I took a listing a few months ago further north than my usual 'territory'. The property, a beautiful craftsman home, was sited on Lake Goodwin, a lake I had visited every summer with my grandparents. I didn't mind driving the distance to hold it open or to replenish flyers. Driving there gave me the opportunity to go by my grandparents' old farm. A place I had spent endless summer days putting up hay, riding cows and tormenting the bulls with my brothers, picking apples with Grandpa Harry, and canning fruits and vegetables with Grandma Fannie. We spent every Christmas with them as well.
Christmas 1953 Uncle Bill, my dad, Uncle Wendell, Grandpa Harry, Cousin Colleen and my brother David |
Christmas 1953 Aunt Ethel, Grandma Fannie, my mom, Aunt Elrita, Cousin Colleen and my brother David |
That was a lifetime ago. Driving down the road, I couldn't believe how much the area had changed. A grade school stood in Mr. Green's front pasture. And as I approached my Grandparent's old farm I couldn't believe the enormous and out of place home that had been built along the ridge of their farm. I could just as easily been looking at an Egyptian Pyramid, as foreign as that home looked.
Bessie in the back pasture. |
But the old farmhouse was still there, along with the tire swing and the lovely dahlia fields. It was strange how these deeply personal things brought back a flood of memories and yet sitting right next door in what use to be Bessie's pasture, the pasture my brothers and I ran through trying not to get shocked from the electric fence, was this monstrosity of a home. It was difficult to reconcile.
Last weekend I drove down to my hometown of Lake Oswego to reconnect with a dear friend. We hadn't seen each other since graduation night almost 33 years ago. After a few awkward moments, the connection we shared in high school came flooding back. Hours passed over a barely consumed salad. Hours spent discussing the past 32 years and reliving our school days.
Tracy and myself - High School Graduation Class of '78 |
We decided to tour our home town together and relive some pretty funny and pretty nutty times. We visited our old schools, old friend's homes, said 'hi' to her mom, and saw my old house, the home I spent 22 years in. Normally a pretty fast driver, I found myself driving at a snails pace just to get a better view of things.
I am glad I had Tracy next to me.

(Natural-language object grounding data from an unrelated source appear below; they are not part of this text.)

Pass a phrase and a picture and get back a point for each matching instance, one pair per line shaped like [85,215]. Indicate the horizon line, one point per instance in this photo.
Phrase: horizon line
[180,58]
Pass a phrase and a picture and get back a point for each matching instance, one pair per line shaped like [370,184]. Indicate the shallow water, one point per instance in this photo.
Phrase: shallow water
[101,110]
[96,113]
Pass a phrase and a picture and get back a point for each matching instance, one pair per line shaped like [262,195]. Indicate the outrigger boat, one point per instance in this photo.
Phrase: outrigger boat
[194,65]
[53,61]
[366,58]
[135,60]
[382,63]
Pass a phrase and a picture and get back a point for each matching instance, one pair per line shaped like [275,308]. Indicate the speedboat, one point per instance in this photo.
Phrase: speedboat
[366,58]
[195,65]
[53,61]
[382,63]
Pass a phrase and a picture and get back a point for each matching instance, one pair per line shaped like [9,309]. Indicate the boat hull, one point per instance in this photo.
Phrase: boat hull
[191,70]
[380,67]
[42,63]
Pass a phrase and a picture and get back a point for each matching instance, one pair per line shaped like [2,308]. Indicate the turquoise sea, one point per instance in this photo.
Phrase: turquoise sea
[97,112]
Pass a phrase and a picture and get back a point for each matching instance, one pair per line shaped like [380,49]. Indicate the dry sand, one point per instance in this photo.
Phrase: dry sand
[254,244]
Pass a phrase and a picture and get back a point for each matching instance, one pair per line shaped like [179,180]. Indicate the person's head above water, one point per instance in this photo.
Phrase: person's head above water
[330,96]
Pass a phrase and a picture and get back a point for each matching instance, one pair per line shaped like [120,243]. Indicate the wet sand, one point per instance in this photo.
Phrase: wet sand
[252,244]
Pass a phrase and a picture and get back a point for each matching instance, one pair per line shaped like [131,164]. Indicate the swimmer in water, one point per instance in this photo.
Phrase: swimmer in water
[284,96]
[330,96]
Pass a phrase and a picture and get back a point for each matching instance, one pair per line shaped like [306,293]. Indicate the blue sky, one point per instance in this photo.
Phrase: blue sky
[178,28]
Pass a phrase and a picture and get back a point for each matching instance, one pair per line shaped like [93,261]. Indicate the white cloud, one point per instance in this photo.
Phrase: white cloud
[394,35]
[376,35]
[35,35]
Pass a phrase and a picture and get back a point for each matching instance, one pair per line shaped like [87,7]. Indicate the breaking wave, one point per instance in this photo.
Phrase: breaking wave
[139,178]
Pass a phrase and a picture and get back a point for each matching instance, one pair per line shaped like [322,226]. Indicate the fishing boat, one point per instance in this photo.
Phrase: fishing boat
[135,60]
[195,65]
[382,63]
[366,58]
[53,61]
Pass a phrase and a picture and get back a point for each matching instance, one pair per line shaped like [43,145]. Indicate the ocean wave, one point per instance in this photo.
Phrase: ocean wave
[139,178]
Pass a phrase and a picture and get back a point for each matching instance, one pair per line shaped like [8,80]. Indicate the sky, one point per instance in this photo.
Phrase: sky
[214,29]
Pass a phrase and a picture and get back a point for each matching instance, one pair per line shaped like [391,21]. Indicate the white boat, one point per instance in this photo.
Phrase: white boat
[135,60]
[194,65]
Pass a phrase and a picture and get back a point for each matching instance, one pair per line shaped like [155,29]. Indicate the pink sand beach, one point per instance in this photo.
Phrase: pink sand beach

It would have been a pretty emotional tour otherwise. Things had changed too much over the years. The high school had been redesigned, the sweet cottages that flanked both sides of the lake had been torn down and replaced with Villas plucked from the Tuscan countryside, the old Sears catalogue store was now a Crate & Barrel, the Girl Scout Camp was now an office park, and there was actually a McDonalds in downtown Lake Grove.
A few things hadn't changed. The Giant was still tauting the best hamburger (I enjoyed them in 1965) and my junior high was virtually unchanged. The roads were in the same place but somehow the view had changed.
Beyond the basic 'coming to grips that the dentist office you went to as a child is now an antiques store', or 'the home you once shared with your family doesn't recognize you and you it', is this - places change just like people change. With every new owner comes a new design, a new layout, a new plan. Because in the end that's what we do. We make things personal to us. We make it our own.
As I sat there looking at my old home, agreeing in my head with the changes they had made, I realized that those memories from my childhood were not housed within those four walls, just as memories of Grandpa Harry and Grandma Fannie aren't housed in the old farmhouse. They are inside of me. Ready to revisit whenever I have the time.
My mom, myself and my brothers Steve and Mark outside our Inglemoor home in 1962- our home before moving to Lake Oswego in 1964 |
So as I sit down this evening with a glass of wine, I plan to open the door to my childhood and relive the funny, sometimes heart wrenching, but always personal memories and give thanks to friends like Tracy and my mom for holding my hand through life.